The gist describes three layers: a raw/ folder for immutable source material (papers, transcripts, notes), a wiki/ folder the LLM maintains, and a schema file (CLAUDE.md or AGENTS.md) that defines the rules for how knowledge gets organized. That schema, Karpathy notes, is co-evolved between human and LLM over time. This is arguably the most intellectually demanding part of the system, and people keep glossing over it.

Does this actually replace RAG?

Depends on scale. For a personal knowledge base under a few hundred documents, reading markdown directly is probably fine. Context windows are large enough now that an LLM can navigate an index and drill into specific pages without vector search. No embeddings, no chunking, no cosine similarity thresholds to tune.

But Karpathy's wiki is 400,000 words. That's roughly a million tokens. Even with the latest context windows, you can't load the whole thing at once. The approach works because the LLM reads the index first (a few thousand tokens), identifies relevant pages, then reads those. It's still retrieval, just with a human-readable index instead of a vector database.
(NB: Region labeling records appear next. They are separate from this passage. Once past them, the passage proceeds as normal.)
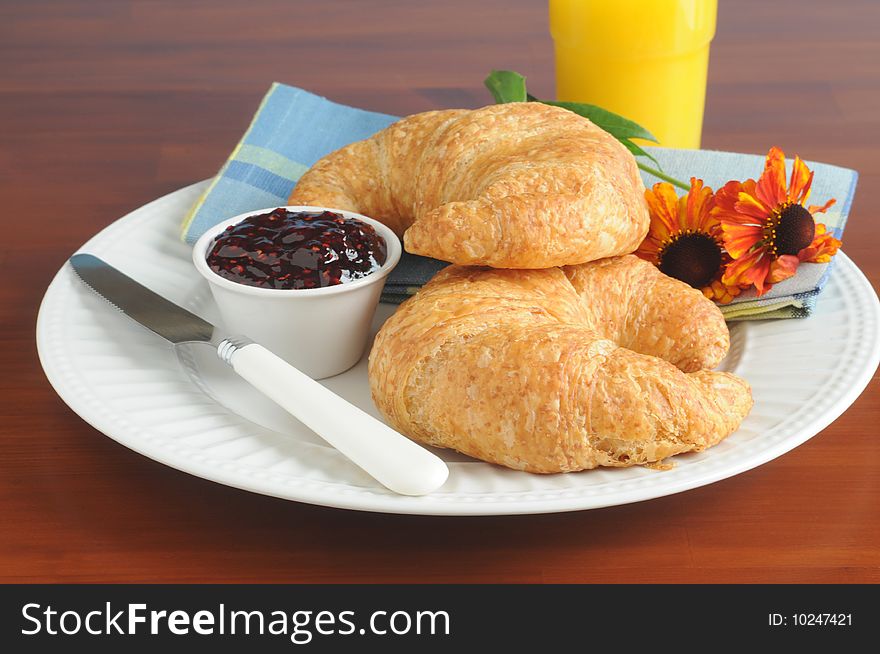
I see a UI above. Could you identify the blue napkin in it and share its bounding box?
[182,83,858,320]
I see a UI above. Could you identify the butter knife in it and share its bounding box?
[70,254,449,495]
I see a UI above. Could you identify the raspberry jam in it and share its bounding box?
[206,208,388,289]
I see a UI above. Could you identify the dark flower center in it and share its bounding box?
[764,203,816,257]
[658,232,721,288]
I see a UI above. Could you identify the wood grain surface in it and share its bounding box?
[0,0,880,583]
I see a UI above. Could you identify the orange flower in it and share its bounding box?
[712,146,840,296]
[636,177,740,304]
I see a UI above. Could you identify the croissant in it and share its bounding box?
[289,102,649,268]
[369,255,752,473]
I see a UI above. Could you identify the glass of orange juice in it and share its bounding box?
[550,0,718,148]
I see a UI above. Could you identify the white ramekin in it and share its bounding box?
[193,206,401,379]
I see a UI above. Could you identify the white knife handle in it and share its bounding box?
[228,343,449,495]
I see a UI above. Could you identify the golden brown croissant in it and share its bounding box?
[289,102,648,268]
[369,256,752,473]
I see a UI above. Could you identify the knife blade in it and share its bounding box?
[70,254,216,344]
[70,253,449,495]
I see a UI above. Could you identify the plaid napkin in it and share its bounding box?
[182,83,858,320]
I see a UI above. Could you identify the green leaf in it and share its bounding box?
[618,139,662,170]
[483,70,527,104]
[541,100,657,143]
[484,70,690,190]
[637,162,691,191]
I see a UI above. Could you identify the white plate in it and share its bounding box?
[37,182,880,515]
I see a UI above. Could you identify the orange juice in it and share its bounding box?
[550,0,718,148]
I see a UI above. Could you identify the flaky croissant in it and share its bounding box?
[289,102,649,268]
[369,256,752,473]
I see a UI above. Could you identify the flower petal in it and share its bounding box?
[721,250,770,286]
[788,155,813,204]
[755,145,788,208]
[682,177,716,234]
[645,182,680,235]
[721,222,764,259]
[798,223,841,263]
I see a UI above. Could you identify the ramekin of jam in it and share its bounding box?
[193,206,402,379]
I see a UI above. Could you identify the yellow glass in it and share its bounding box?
[550,0,718,148]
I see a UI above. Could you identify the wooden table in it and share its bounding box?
[0,0,880,582]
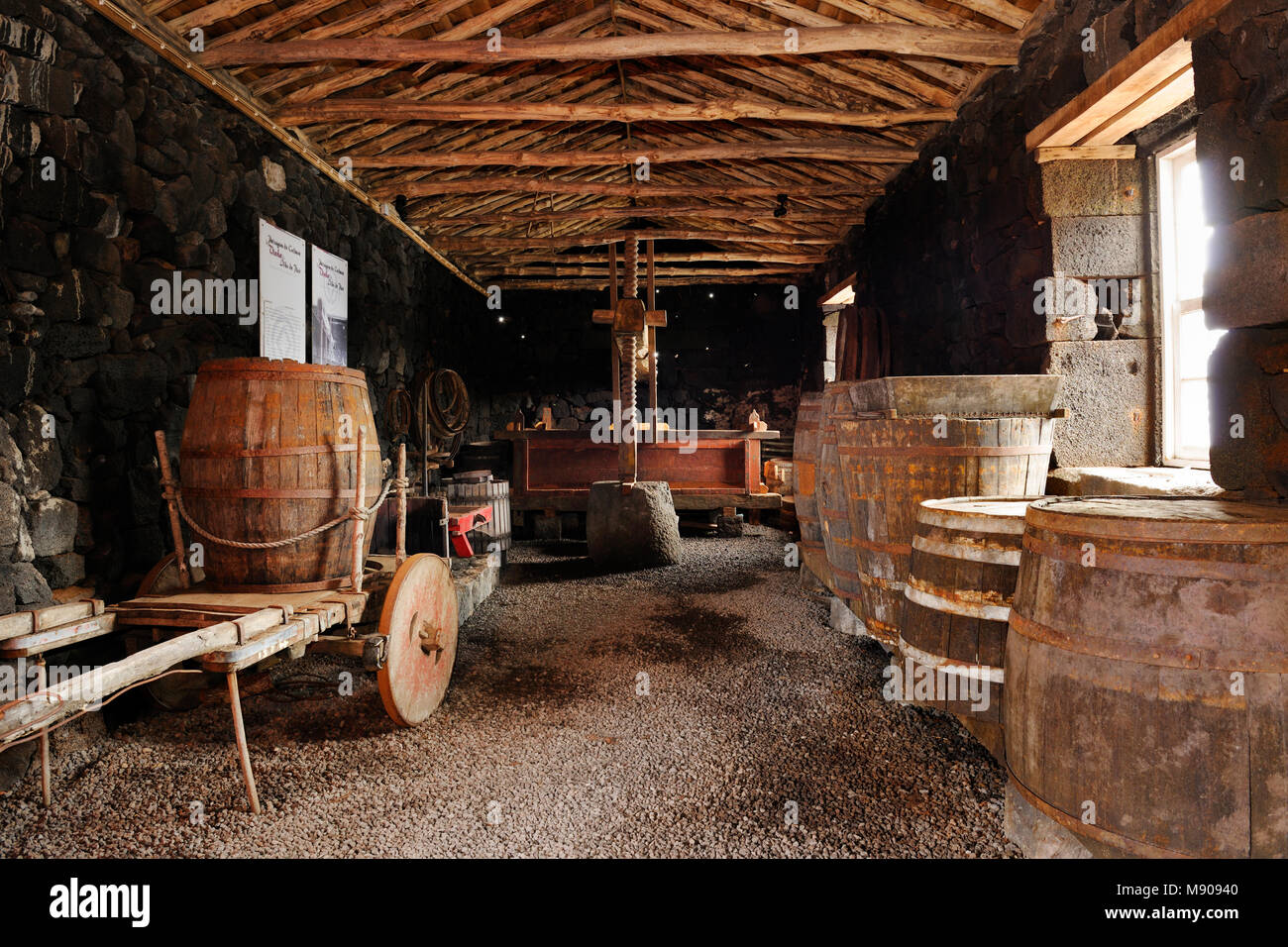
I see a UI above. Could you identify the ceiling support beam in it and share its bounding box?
[202,23,1020,67]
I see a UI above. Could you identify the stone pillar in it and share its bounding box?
[1193,0,1288,496]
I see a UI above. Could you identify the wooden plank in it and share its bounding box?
[0,612,116,659]
[1034,145,1136,164]
[0,608,282,740]
[201,23,1020,68]
[1024,0,1233,151]
[274,98,957,129]
[374,175,879,198]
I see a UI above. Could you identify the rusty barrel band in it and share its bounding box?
[183,484,380,501]
[899,633,1006,684]
[912,535,1020,566]
[850,536,912,556]
[1009,608,1288,674]
[1024,530,1285,585]
[903,576,1012,622]
[837,445,1051,458]
[1024,496,1285,546]
[1006,764,1192,858]
[183,443,383,460]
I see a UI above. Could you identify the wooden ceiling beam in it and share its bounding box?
[434,228,837,253]
[275,98,957,129]
[373,176,877,197]
[352,138,917,168]
[202,23,1019,67]
[422,204,863,227]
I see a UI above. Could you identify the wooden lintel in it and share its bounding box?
[1024,0,1233,151]
[1034,145,1136,164]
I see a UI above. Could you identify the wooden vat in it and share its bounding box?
[1002,497,1288,858]
[445,478,511,553]
[836,374,1060,650]
[793,394,832,587]
[814,381,864,622]
[179,359,381,591]
[494,428,783,513]
[899,496,1031,760]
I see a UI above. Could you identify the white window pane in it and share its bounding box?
[1176,309,1225,378]
[1176,380,1210,456]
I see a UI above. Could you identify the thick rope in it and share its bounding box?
[161,476,411,549]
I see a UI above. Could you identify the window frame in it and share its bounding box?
[1154,134,1211,471]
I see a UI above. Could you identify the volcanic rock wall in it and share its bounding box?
[0,0,807,614]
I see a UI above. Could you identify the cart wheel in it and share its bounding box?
[378,553,456,727]
[136,553,212,710]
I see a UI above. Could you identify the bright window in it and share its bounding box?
[1158,138,1224,467]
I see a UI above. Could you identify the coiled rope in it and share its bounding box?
[161,476,411,549]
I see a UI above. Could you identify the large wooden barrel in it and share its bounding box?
[836,374,1060,650]
[793,393,832,587]
[899,496,1031,760]
[815,381,863,621]
[179,359,382,591]
[1002,496,1288,858]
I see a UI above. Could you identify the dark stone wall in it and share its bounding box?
[1193,0,1288,497]
[0,0,804,613]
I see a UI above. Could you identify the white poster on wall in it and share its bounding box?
[309,244,349,365]
[259,219,308,362]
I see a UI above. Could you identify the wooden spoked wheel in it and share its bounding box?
[136,553,219,710]
[378,553,456,727]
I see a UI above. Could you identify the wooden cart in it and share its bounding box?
[0,432,458,814]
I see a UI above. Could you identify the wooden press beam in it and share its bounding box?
[275,98,957,129]
[351,138,917,168]
[1024,0,1233,151]
[202,23,1020,67]
[375,176,879,198]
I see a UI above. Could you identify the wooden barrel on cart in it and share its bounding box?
[1002,496,1288,858]
[793,393,832,587]
[836,374,1060,650]
[179,359,382,591]
[899,496,1033,760]
[814,381,863,621]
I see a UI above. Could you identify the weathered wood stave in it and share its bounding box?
[815,381,864,621]
[899,496,1031,760]
[1002,497,1288,857]
[793,393,832,586]
[179,359,382,591]
[836,415,1052,648]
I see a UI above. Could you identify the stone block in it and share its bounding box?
[587,480,683,570]
[1051,215,1149,277]
[1043,339,1156,467]
[0,562,53,608]
[1039,159,1146,218]
[1203,211,1288,329]
[27,496,78,557]
[1208,327,1288,496]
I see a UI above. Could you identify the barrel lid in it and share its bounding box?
[849,374,1061,417]
[917,496,1039,536]
[197,359,368,385]
[1026,496,1288,543]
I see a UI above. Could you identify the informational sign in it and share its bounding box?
[309,244,349,365]
[259,219,308,362]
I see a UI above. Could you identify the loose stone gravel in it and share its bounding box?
[0,528,1019,857]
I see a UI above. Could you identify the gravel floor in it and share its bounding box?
[0,528,1019,857]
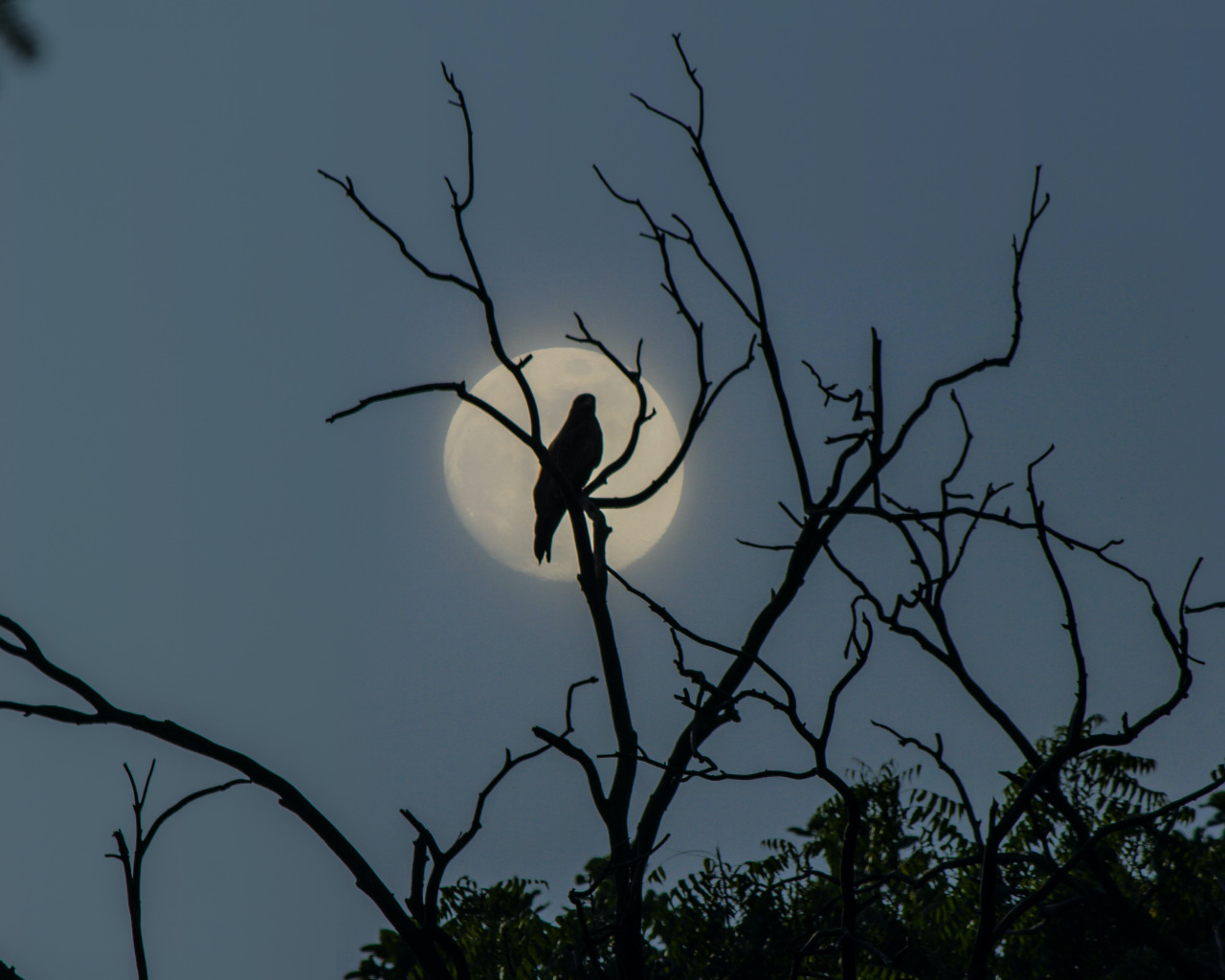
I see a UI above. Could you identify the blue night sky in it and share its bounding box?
[0,8,1225,980]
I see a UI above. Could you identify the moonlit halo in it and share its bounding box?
[442,346,685,579]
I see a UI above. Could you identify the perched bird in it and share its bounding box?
[532,394,604,563]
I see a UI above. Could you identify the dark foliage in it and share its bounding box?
[348,745,1225,980]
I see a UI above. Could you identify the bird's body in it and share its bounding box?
[532,394,604,563]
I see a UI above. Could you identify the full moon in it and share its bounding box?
[442,346,685,579]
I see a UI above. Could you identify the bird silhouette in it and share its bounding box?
[532,393,604,563]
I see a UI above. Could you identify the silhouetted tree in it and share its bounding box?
[0,35,1225,980]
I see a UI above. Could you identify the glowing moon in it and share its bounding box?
[442,346,685,579]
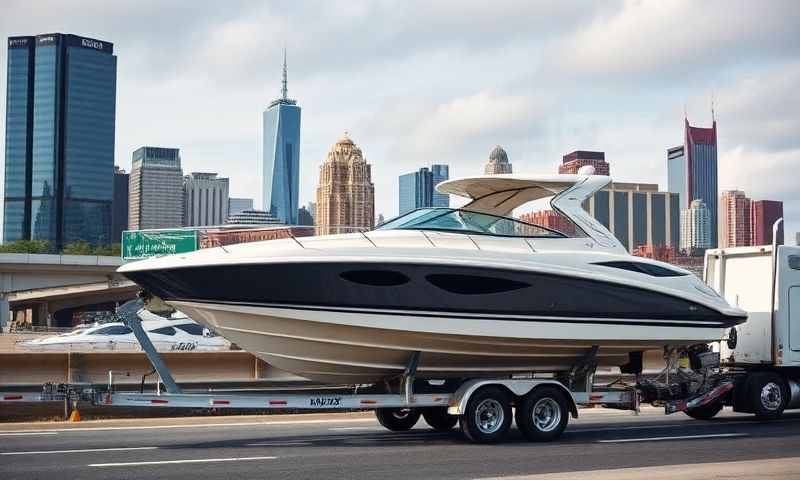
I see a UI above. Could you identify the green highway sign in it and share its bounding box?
[122,230,198,260]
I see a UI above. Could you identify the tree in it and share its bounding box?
[0,240,51,253]
[61,240,95,255]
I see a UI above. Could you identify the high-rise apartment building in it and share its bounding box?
[667,119,721,248]
[750,200,783,246]
[3,33,117,250]
[483,145,513,175]
[227,209,283,225]
[228,197,253,216]
[680,198,711,255]
[584,182,680,252]
[558,150,611,175]
[111,166,130,244]
[314,132,375,235]
[399,165,450,215]
[183,172,230,227]
[719,190,751,248]
[261,51,300,225]
[128,147,183,230]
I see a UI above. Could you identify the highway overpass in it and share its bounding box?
[0,253,137,331]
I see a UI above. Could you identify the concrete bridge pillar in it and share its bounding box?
[0,293,11,333]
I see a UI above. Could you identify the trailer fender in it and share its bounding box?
[447,379,578,418]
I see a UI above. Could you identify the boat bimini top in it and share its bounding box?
[436,174,626,252]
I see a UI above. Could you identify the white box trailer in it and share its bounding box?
[704,245,800,418]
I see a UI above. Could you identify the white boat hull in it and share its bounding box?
[169,301,724,383]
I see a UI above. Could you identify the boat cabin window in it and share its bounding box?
[150,327,175,336]
[175,323,203,337]
[376,208,566,238]
[94,325,133,335]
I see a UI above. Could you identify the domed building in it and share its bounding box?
[483,145,512,175]
[315,132,375,235]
At enterprise scale, with tens of thousands of documents? I'm skeptical. The gist doesn't address this, and the community implementations I've seen don't either. The compilation step alone would be brutal on token costs, and keeping the wiki consistent as sources contradict each other is a problem the gist acknowledges but doesn't solve.

The drift problem

One thing nobody's talking about enough: if your LLM compiles the wiki and your LLM maintains the wiki and your LLM queries the wiki, you've built a closed epistemic loop. Errors compound the same way knowledge does. A misinterpretation during ingestion gets baked into a wiki page, which then informs future queries, which might generate new pages that build on the error. Karpathy mentions a lint operation for catching broken links and stale references, but that's structural maintenance, not factual verification.

Why it resonated

The real story here isn't the architecture. Anyone who's built a Zettelkasten or used Obsidian has thought about LLM-maintained notes. The reason Karpathy's post went viral is that he named a frustration most power users share: the feeling that every conversation with an LLM starts from zero. You explain context, the model helps, and then it all evaporates. Your chat history is a graveyard of good answers you can never find again.

The wiki pattern promises persistence. And I think that's what people are responding to more than any specific technical claim.

Whether "idea files" become a real distribution pattern or this specific architecture holds up at scale, those are open questions. The gist has been up for three days. Give it six months.